All that money and effort was pissed away today.
Associated Press
Update 2: Army Bans Use of Privately Bought Armor
By LOLITA C. BALDOR , 03.30.2006, 07:43 PM

Soldiers will no longer be allowed to wear body armor other than the protective gear issued by the military, Army officials said Thursday, the latest twist in a running battle over the equipment the Pentagon gives its troops in Iraq and Afghanistan.

Army officials told The Associated Press that the order was prompted by concerns that soldiers or their families were buying inadequate or untested commercial armor from private companies - including the popular Dragon Skin gear made by California-based Pinnacle Armor.

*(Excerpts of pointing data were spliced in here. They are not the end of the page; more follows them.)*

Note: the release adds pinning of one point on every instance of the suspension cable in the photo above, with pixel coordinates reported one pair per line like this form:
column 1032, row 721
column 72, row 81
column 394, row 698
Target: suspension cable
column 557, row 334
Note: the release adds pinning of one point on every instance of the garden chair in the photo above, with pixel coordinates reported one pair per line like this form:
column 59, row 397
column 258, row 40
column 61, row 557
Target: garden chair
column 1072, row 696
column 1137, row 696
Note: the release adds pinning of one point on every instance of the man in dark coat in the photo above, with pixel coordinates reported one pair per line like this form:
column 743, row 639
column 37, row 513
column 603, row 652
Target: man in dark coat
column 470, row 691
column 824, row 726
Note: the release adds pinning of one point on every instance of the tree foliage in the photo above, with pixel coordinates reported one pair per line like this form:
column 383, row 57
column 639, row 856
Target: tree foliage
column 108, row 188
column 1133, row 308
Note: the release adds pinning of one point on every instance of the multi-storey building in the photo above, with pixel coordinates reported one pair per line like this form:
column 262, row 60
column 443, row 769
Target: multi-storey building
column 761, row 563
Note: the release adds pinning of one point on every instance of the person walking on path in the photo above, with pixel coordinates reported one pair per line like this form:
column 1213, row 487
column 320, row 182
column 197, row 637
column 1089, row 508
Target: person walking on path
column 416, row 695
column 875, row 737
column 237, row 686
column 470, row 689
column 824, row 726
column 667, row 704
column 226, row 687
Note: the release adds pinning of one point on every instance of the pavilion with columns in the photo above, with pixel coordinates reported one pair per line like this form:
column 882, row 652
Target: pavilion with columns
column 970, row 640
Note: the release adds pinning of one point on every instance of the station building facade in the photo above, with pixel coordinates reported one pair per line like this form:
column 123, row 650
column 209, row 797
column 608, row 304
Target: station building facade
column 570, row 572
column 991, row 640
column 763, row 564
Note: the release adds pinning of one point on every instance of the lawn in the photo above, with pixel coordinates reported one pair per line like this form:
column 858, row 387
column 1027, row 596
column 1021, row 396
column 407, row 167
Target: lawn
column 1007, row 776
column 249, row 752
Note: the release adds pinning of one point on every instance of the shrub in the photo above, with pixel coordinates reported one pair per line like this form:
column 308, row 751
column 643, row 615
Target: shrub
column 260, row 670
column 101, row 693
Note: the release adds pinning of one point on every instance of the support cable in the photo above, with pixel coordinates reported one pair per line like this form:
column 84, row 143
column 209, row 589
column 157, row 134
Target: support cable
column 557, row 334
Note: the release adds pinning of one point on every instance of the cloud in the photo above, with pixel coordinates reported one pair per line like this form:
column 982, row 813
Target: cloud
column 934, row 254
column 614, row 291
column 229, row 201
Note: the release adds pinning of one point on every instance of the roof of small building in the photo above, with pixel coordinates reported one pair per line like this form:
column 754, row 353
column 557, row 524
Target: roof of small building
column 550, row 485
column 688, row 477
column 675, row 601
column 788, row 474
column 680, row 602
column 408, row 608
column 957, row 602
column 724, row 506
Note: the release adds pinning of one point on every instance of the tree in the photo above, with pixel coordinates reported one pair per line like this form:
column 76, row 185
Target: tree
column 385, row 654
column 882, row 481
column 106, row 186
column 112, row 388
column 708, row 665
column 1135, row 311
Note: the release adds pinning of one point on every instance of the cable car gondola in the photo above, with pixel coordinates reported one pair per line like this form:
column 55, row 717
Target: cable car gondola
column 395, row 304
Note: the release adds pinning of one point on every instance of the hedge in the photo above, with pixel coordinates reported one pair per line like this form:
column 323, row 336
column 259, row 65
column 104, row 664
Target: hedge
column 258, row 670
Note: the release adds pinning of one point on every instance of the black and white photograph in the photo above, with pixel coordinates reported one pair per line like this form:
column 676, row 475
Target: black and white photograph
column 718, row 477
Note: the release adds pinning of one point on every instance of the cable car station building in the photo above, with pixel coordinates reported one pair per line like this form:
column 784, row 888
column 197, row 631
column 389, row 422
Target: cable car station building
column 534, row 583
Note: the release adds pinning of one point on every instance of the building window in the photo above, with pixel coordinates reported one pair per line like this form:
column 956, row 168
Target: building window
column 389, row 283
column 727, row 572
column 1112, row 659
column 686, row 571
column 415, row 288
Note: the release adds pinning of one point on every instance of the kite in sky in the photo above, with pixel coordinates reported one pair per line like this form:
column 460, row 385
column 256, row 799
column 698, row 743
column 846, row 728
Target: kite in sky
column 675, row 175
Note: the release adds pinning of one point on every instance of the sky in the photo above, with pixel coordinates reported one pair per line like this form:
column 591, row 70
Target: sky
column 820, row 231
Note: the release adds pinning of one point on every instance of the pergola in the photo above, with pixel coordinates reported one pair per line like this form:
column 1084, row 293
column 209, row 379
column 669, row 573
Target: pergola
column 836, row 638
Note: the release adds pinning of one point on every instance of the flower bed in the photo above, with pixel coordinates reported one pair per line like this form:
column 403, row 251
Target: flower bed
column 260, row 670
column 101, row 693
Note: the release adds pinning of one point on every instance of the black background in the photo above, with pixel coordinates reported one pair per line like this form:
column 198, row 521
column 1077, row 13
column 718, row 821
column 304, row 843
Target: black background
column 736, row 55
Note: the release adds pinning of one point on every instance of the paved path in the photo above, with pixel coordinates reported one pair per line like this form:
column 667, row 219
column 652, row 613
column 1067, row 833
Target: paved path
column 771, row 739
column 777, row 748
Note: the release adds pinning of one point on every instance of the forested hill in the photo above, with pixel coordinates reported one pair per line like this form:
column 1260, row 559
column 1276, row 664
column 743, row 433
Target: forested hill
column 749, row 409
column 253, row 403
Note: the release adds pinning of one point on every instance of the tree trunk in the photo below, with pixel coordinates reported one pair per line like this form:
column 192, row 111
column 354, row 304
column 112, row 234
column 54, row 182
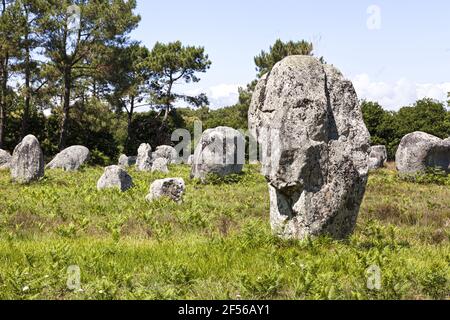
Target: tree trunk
column 66, row 107
column 129, row 120
column 26, row 111
column 3, row 101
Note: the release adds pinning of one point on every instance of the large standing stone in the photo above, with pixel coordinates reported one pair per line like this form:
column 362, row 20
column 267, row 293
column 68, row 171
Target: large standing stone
column 70, row 159
column 144, row 159
column 419, row 151
column 126, row 162
column 221, row 151
column 172, row 188
column 315, row 148
column 27, row 162
column 5, row 158
column 378, row 157
column 160, row 165
column 115, row 177
column 167, row 152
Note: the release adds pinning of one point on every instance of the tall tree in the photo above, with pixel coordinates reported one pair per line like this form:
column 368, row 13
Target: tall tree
column 76, row 30
column 8, row 50
column 129, row 79
column 171, row 63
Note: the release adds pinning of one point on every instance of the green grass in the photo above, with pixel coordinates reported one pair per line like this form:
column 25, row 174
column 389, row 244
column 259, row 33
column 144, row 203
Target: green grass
column 217, row 244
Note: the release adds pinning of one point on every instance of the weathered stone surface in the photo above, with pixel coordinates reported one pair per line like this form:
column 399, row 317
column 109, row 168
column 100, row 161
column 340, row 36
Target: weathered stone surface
column 378, row 157
column 70, row 159
column 172, row 188
column 27, row 162
column 160, row 165
column 125, row 161
column 5, row 158
column 221, row 151
column 115, row 177
column 419, row 151
column 315, row 148
column 144, row 159
column 167, row 152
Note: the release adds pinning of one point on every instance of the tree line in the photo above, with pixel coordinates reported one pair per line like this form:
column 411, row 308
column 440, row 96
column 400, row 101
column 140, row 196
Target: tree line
column 70, row 74
column 75, row 60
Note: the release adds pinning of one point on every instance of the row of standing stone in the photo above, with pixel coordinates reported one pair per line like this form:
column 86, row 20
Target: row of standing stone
column 27, row 163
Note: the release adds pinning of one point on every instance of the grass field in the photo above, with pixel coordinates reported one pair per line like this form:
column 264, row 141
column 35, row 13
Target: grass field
column 216, row 245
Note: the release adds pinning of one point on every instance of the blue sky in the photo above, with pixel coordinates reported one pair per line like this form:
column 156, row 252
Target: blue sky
column 395, row 57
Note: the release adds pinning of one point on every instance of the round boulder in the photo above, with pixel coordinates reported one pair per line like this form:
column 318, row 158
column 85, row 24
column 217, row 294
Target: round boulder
column 70, row 159
column 378, row 157
column 221, row 151
column 115, row 177
column 172, row 188
column 419, row 151
column 167, row 152
column 160, row 165
column 315, row 148
column 126, row 162
column 5, row 158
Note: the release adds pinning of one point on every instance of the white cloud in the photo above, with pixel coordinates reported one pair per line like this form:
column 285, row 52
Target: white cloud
column 222, row 95
column 398, row 94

"We're very concerned that people are spending their hard-earned money on something that doesn't provide the level of protection that the Army requires people to wear. So they're, frankly, wasting their money on substandard stuff," said Col. Thomas Spoehr, director of materiel for the Army.
 
Can't have civilians wasting money. :rolleyes:

I can understand the concern of the Army, but if you don't want your soldiers wearing substandard/non-standard body armor, then get them the standard stuff.
 
they don't have any body armor, substandard is better than none at all sometimes.
 
it's like they want our men and women to die, so they can justify spending more money in that war. It's wrong.
 
The Army is still the Army~

The last time 1st Lt. William "Eddie" Rebrook IV saw his body armor, he was lying on a stretcher in Iraq, his arm shattered and covered in blood. A field medic tied a tourniquet around Rebrook's right arm to stanch the bleeding from shrapnel wounds. Soldiers yanked off his blood-soaked body armor. He never saw it again. But last week, Rebrook was forced to pay $700 for that body armor, blown up by a roadside bomb more than a year ago.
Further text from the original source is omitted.